İran ve Amerika sıcak savaşa girer mi?

İran ve Amerika sıcak savaşa girer mi?

Tüm misilleme, vekalet savaşları ve çatışmalara rağmen bu aşamada şunu net olarak söylemek gerekiyor; şu an ne İran ne de ABD yönetimi taraflar arasında direkt bir sıcak savaşın çıkmasından yana değiller.

Ortadoğu her zaman pek çok krizin yaşandığı bir coğrafya oldu ancak 7 Ekim 2023’den bu yana devam eden Filistin-İsrail savaşının dalga dalga yansımalarıyla birlikte karşımızda çok boyutlu, küresel ve bölgesel pek çok aktörün dâhil olduğu, sürekli yeni cephelere sıçrayan endişe verici ve ön görülemeyen bir sıcak çatışma süreci var.

Son sıcak gelişme şüphesiz Amerika’nın Cuma gecesi Suriye ve Irak’ta İran Devrim Muhafızları Ordusu Kudüs Gücü’ne ve bölgede İran’a bağlı paramiliter yapılara yaptığı hava saldırılarıydı. ABD, Ürdün’deki üssüne yönelik saldırıdan yaklaşık bir hafta sonra, Irak ve Suriye’deki en az 85 hedefe yönelik B-1 bombardıman uçaklarıyla geniş saldırılar düzenledi. ABD; istihbarat merkezleri, askeri üsler, mühimmat hangarları, İHA-SİHA hangarlarının da bulunduğu yedi bölgeyi bombaladı.
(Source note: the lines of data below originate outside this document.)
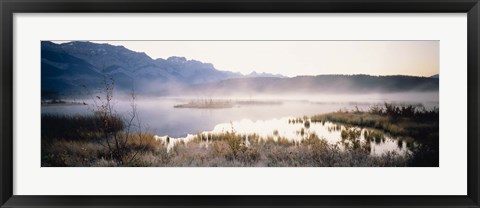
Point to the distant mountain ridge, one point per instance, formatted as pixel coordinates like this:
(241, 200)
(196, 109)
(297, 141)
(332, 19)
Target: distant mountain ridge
(74, 67)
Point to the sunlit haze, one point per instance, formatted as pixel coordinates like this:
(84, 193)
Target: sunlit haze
(293, 58)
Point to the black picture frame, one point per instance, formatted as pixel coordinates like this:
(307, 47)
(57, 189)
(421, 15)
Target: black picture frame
(9, 7)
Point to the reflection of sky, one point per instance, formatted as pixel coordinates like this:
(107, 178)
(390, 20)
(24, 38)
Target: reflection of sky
(266, 128)
(159, 116)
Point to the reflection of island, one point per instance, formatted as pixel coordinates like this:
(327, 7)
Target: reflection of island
(224, 103)
(210, 104)
(258, 102)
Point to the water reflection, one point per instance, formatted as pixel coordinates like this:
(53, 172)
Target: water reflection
(376, 142)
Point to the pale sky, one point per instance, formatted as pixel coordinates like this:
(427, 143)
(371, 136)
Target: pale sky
(292, 58)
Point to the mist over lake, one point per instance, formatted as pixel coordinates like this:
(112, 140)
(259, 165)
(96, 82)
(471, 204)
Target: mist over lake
(110, 106)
ABD Merkez Kuvvetler Komutanlığı (CENTCOM) saldırılarda 125’den fazla güdümlü bomba atıldığını duyurdu. ABD Savunma Bakanı Lloyd Austin, saldırılar sonrası yaptığı açıklamada, ABD’nin bölgedeki çatışma ortamının yayılmasını engellemek için çalışmaya devam edeceğini ancak ülkenin kendisini ve vatandaşlarını korumak için tüm önlemleri de alacağını söyledi.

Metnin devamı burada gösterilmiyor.